The Complaint alleged that in the face of a threat of shareholder activism, the OM Board rushed to sell OM on the cheap in order to avoid the embarrassment and aggravation of a prolonged proxy fight and, in doing so, acted in a manner not consistent with maximizing present share value in violation of their fiduciary duties under Revlon.

The Court reiterated the familiar standards that govern a motion for reargument under Rule 59, namely that the Court “will deny a motion for reargument ‘unless the Court has overlooked a decision or principle of law that would have a controlling effect or the Court has misapprehended the law or the facts so that the outcome of the decision would be affected.'”

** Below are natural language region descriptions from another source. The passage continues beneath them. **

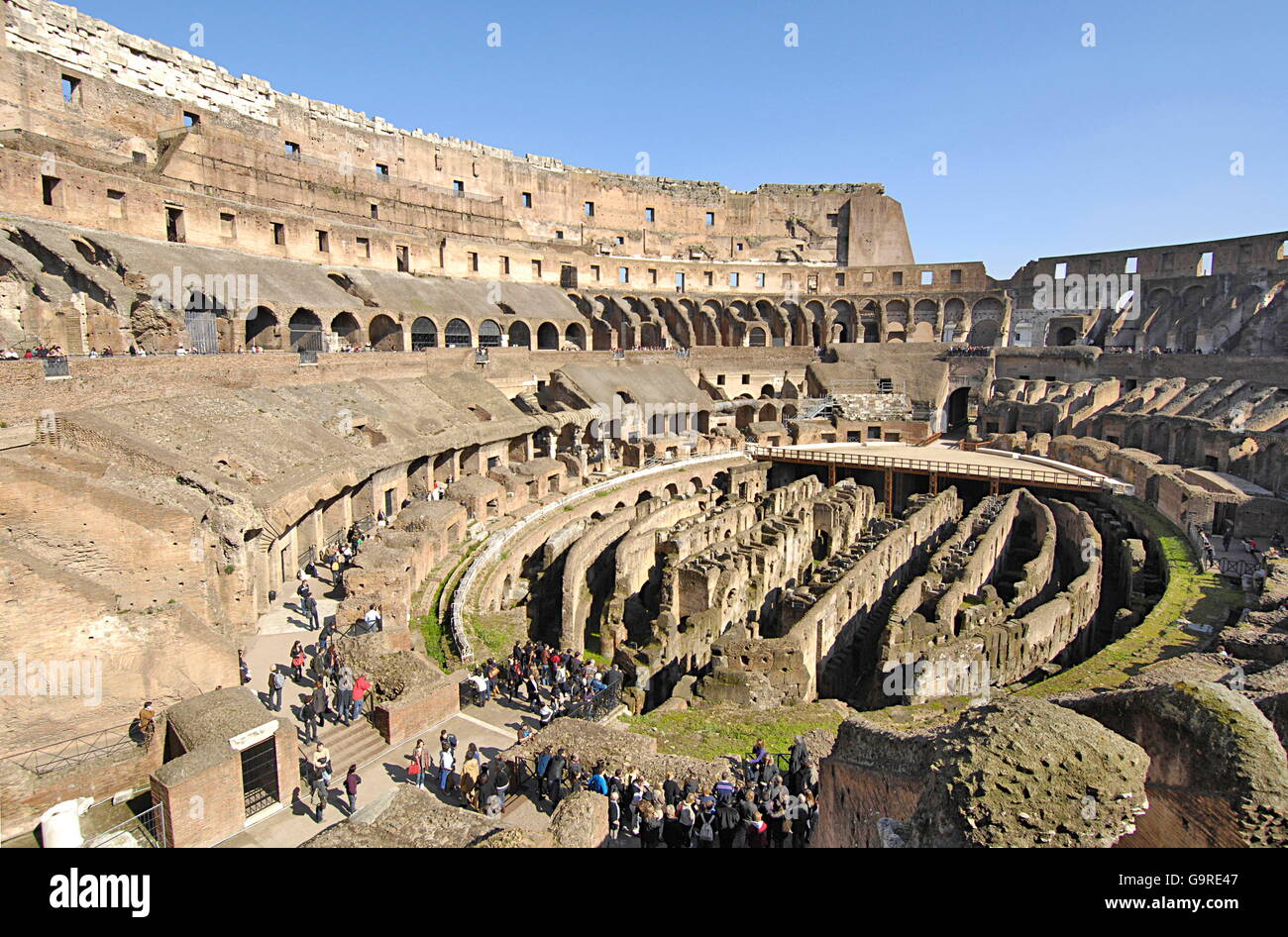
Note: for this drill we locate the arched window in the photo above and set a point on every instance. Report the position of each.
(424, 334)
(519, 335)
(305, 331)
(489, 334)
(459, 335)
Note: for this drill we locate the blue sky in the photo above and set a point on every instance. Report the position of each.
(1051, 147)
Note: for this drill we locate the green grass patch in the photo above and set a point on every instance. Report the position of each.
(1190, 594)
(711, 734)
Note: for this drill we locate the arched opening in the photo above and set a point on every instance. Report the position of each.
(261, 323)
(458, 335)
(489, 334)
(424, 334)
(385, 334)
(548, 338)
(519, 335)
(956, 407)
(305, 331)
(347, 330)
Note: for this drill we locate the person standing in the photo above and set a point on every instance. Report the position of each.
(297, 661)
(318, 701)
(360, 692)
(321, 793)
(351, 787)
(446, 764)
(310, 611)
(344, 694)
(417, 765)
(275, 681)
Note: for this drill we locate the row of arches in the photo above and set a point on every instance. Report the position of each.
(631, 321)
(304, 331)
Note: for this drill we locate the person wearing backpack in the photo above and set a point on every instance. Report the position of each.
(275, 681)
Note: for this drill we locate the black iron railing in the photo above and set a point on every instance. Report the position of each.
(71, 752)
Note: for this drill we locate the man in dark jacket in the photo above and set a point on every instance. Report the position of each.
(554, 774)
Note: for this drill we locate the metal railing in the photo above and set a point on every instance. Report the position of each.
(71, 752)
(497, 541)
(597, 707)
(921, 465)
(146, 829)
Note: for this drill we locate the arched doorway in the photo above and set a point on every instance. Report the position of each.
(459, 335)
(261, 323)
(305, 331)
(489, 334)
(519, 335)
(346, 329)
(385, 334)
(424, 334)
(956, 407)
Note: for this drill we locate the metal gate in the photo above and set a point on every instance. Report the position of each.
(259, 777)
(202, 331)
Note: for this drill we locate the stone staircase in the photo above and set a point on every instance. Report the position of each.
(353, 744)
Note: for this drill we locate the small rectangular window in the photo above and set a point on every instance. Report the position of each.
(50, 190)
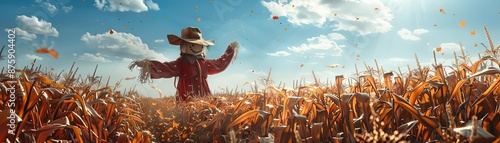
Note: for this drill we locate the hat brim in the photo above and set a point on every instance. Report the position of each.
(176, 40)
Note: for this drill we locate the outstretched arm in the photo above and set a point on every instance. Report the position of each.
(163, 70)
(150, 69)
(220, 64)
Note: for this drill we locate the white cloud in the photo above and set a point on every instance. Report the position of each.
(93, 58)
(32, 57)
(24, 34)
(398, 60)
(51, 8)
(152, 5)
(336, 36)
(319, 12)
(259, 73)
(279, 53)
(67, 9)
(122, 45)
(412, 36)
(320, 42)
(34, 25)
(450, 47)
(127, 60)
(130, 5)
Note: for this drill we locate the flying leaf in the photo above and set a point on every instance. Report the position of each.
(51, 52)
(333, 65)
(275, 17)
(442, 11)
(438, 49)
(472, 32)
(462, 23)
(129, 78)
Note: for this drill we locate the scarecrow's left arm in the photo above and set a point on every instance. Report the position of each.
(220, 64)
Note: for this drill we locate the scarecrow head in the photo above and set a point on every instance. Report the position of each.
(191, 42)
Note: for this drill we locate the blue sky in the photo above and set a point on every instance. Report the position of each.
(315, 33)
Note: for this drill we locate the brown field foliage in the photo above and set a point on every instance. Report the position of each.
(426, 104)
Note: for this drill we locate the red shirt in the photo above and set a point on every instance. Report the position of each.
(192, 76)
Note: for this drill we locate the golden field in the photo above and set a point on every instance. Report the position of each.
(423, 104)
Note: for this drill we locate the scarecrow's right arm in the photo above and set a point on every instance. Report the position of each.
(164, 70)
(151, 69)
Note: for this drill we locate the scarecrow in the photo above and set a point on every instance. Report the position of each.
(191, 67)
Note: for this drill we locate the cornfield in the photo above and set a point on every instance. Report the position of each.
(425, 104)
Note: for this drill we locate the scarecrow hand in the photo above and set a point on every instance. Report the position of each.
(139, 63)
(144, 69)
(234, 45)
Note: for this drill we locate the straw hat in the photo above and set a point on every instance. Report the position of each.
(191, 35)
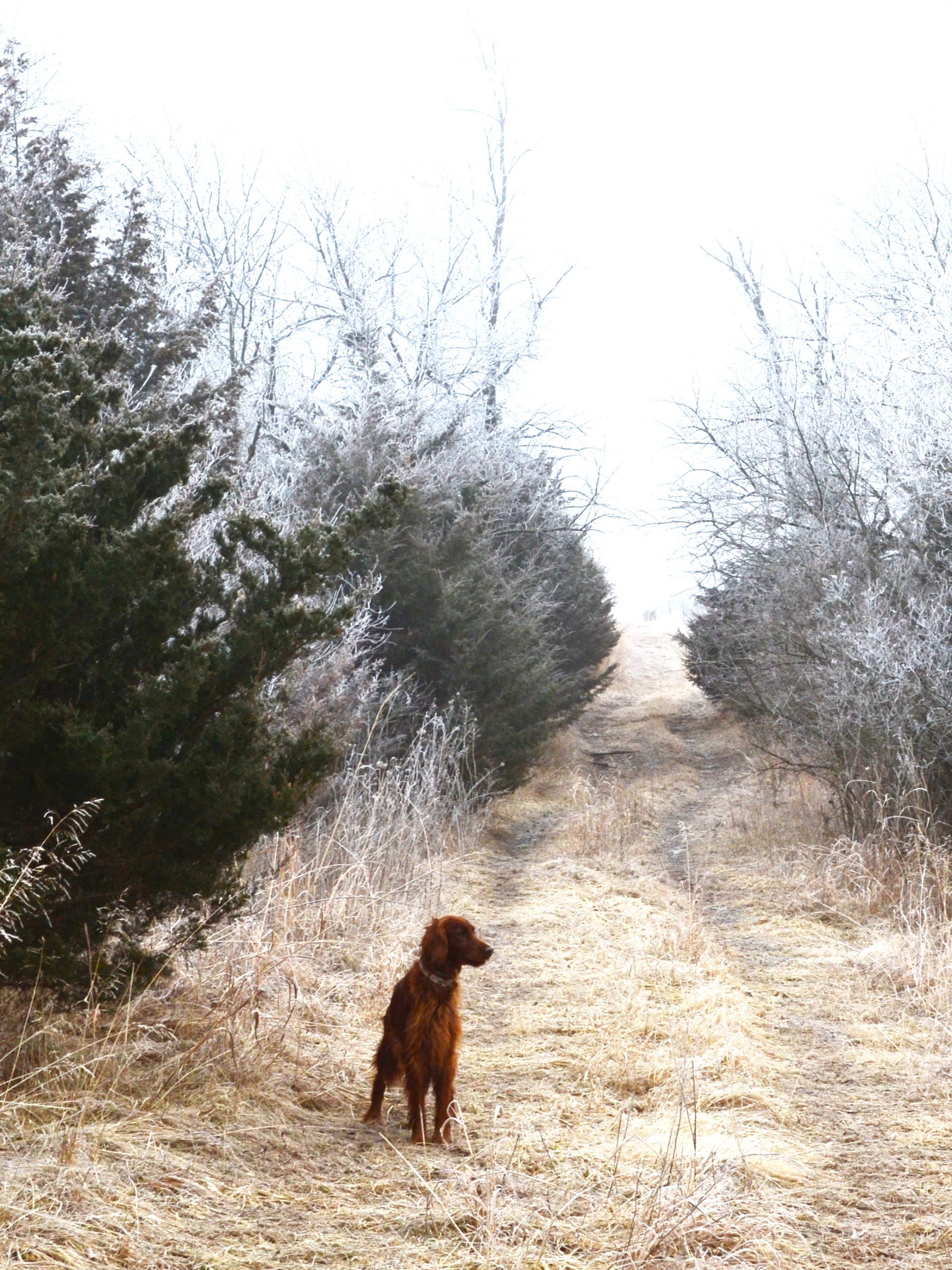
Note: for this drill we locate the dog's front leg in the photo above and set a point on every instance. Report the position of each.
(416, 1105)
(446, 1094)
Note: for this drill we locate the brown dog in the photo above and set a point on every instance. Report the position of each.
(422, 1025)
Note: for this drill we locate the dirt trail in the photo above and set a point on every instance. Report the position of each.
(620, 980)
(869, 1083)
(676, 1058)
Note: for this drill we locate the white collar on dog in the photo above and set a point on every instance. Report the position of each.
(436, 978)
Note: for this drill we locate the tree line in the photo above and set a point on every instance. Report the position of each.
(262, 484)
(821, 500)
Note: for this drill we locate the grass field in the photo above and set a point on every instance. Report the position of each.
(710, 1035)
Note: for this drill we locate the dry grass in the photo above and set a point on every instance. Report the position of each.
(651, 1064)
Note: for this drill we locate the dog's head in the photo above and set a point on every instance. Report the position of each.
(450, 943)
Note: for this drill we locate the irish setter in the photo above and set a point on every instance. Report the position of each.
(422, 1025)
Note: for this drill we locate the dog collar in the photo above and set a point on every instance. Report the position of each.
(436, 978)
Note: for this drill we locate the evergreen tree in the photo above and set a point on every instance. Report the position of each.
(131, 666)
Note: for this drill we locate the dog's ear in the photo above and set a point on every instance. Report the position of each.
(433, 947)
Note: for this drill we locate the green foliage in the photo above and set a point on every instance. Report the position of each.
(134, 666)
(489, 590)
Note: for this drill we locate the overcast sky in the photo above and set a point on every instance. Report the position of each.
(656, 130)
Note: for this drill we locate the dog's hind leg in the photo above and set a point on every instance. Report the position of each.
(388, 1071)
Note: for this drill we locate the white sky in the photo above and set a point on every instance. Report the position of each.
(656, 130)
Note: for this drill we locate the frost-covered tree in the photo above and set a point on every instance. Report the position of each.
(823, 501)
(134, 670)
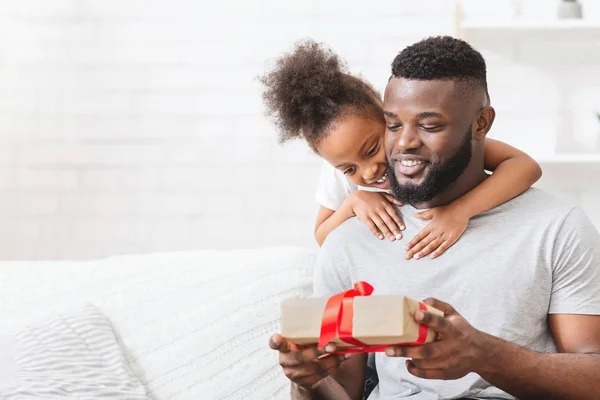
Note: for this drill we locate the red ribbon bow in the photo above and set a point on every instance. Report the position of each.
(338, 317)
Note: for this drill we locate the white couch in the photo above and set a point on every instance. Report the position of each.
(195, 325)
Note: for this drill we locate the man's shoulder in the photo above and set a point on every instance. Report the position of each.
(534, 205)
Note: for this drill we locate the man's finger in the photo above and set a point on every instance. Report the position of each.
(421, 245)
(382, 226)
(373, 228)
(436, 322)
(422, 352)
(394, 215)
(440, 250)
(425, 373)
(277, 342)
(434, 244)
(417, 239)
(446, 308)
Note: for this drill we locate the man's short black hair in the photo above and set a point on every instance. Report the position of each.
(442, 58)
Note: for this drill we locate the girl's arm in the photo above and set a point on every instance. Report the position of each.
(514, 173)
(374, 209)
(328, 220)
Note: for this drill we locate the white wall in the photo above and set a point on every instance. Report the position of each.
(137, 126)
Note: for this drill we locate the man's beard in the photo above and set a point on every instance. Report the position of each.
(440, 176)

Plaintiffs asserted that the Court misapprehended a pleaded fact that: “The disclosure issue in question for purposes of this motion concerns ‘the evolution of Deutsche Bank’s engagement.’”  The Complaint had alleged that Deutsche Bank was retained as a second financial advisor to members of the OM Board in connection with the transaction, and raised issues with respect to such retention.

The Court noted that the October 12th opinion acknowledged that Plaintiffs were alleging that the Proxy “omitted information regarding the evolution of Deutsche Bank’s engagement” and that the “Proxy failed to disclose that the OM Board initially contemplated hiring Deutsche Bank on a flat fee basis but then inexplicably converted the engagement to a contingency fee arrangement.”  The Court then rejected Plaintiffs’ assertion that the Court did not fully understand the nuance of its disclosure theory with respect to Deutsche Bank fees because the Complaint did not plead, and the Proxy did not disclose, that the Board actually agreed to the contingency fee arrangement.

The Court rejected Plaintiffs’ reasoning.  The Court found that Plaintiffs’ citations to RBC Capital Markets, LLC v. Jervis, No. 140, 2015 (Del. Supr. Nov. 30, 2015) and In re El Paso Corp. S’holder Litig., 41 A.3d 432 (Del. Ch. 2012) for the proposition that “the retention of second bank on a contingent basis can be conflict-reinforcing, not cleansing” was not helpful.   Neither decision addressed in a disclosure context whether stockholders had been adequately apprised of the circumstances pursuant to which the later-retained bankers were engaged or would be compensated, and neither involved the cleansing effect of a fully-informed stockholder vote under Corwin.

The Court concluded that the Proxy adequately disclosed the circumstances surrounding the engagement of Deutsche Bank and that the omissions identified in the Complaint were not material.  Having found that the majority of disinterested stockholders had approved the merger, the Court found that the business judgment rule applied, which necessitated dismissal of the action.  Accordingly, Plaintiffs’ motion for reargument was denied.